Protesto na Cinelândia - ESTADÃO CONTEÚDO
Protesto na CinelândiaESTADÃO CONTEÚDO
Por ESTADÃO CONTEÚDO
Rio - Sob intermitente garoa e temperatura de 19ºC, frio para o padrão carioca, cerca de 150 pessoas se reúnem na Cinelândia, no centro do Rio de Janeiro, às 17h45 desta sexta-feira, 23, em ato para denunciar a "destruição da Amazônia e do meio ambiente brasileiro".

Líderes de grupos de defesa do meio ambiente discursam, e por volta das 18 horas foi realizado um minuto de silêncio em protesto contra a política ambiental do governo federal.
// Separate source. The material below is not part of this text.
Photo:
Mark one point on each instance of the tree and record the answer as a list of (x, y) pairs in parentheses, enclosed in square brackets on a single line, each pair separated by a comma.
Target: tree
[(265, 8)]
"As queimadas sempre existiram, os governos anteriores também falharam na preservação ambiental, mas a atual gestão é especialmente maléfica. Desde janeiro estamos denunciando o desmonte da estrutura de fiscalização e combate a incêndios, o desinteresse do ministro Ricardo Salles por qualquer questão ecológica", afirmou Ricardo Graça Aranha, líder do coletivo Amazônia na Rua, que organiza o ato na Cinelândia.

"(O presidente Jair) Bolsonaro nunca teve nem terá qualquer interesse em preservação ambiental, então qualquer medida que ele anunciar agora será só uma reação momentânea às pressões no Brasil e no exterior. Não acredito em nada do que ele vier a anunciar, porque não é uma filosofia de governo, é uma tentativa de amenizar as pressões", concluiu.
Protestos marcam a tarde desta sexta-feira - AFP


Para o ex-deputado federal Chico Alencar (PSOL-RJ), que acompanha o ato, Bolsonaro está "acusando o golpe", ao decidir usar cadeia de rádio e TV para falar sobre os incêndios florestais. "Ele nunca teve nenhum interesse pelo tema, sempre criticou a preservação ambiental, e queria extinguir o ministério do Meio Ambiente. Não fez isso, mas colocou lá alguém que pensa como ele", afirmou. "A questão ambiental é o que está em destaque neste momento e até agora é o tema que mais repercutiu contra Bolsonaro, mas a oposição precisa se manter atenta, fiscalizar e denunciar os eventuais erros em todos os campos governamentais", disse.